This section describes the Web interface functions of MRS clusters.
MRS provides a Web interface, the functions of which are described as follows:
To expand clusters and handle peak service loads, add core nodes or Task nodes.
Reduce the number of Core nodes or Task nodes to shrink the cluster so that MRS delivers better storage and computing capabilities at lower O&M costs based on service requirements.
Automatically adjust computing resources based on service requirements and the preset policies, so that the number of Task nodes can be automatically scaled out and scaled-in with service load changes, ensuring stable service running.
If either the system or a cluster is faulty, Elastic BigData will collect fault information and report it to the network management system. Maintenance personnel will then be able to locate the faults.
To help locate faults in the case of faulty clusters, operation information is recorded.
MRS supports the ability to import data from the OBS system to HDFS and also export data that has already been processed and analyzed. You can store data in HDFS.
A job is an executable program provided by MRS to process and analyze user data. Currently, MRS supports MapReduce jobs, Spark jobs, and Hive jobs, and allows users to submit Spark SQL statements online to query and analyze data.
Tags are cluster identifiers. Adding tags to clusters can help you identify and manage your cluster resources.

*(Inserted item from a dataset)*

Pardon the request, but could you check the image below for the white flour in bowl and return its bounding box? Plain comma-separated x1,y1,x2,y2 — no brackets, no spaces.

You can add a maximum of 10 tags to a cluster when creating the cluster or add them on the details page of the created cluster.
Bootstrap actions indicate that you can run your scripts on a specified cluster node before or after starting big data components. You can run bootstrap actions to install third-party software, modify the cluster running environment, and perform other customizations. If you choose to run bootstrap actions when expanding a cluster, the bootstrap actions will be run on the newly added nodes in the same way.
Jobs can be managed, stopped, or deleted. You can also view details of completed jobs along with detailed configurations. Spark SQL jobs, however, cannot be stopped.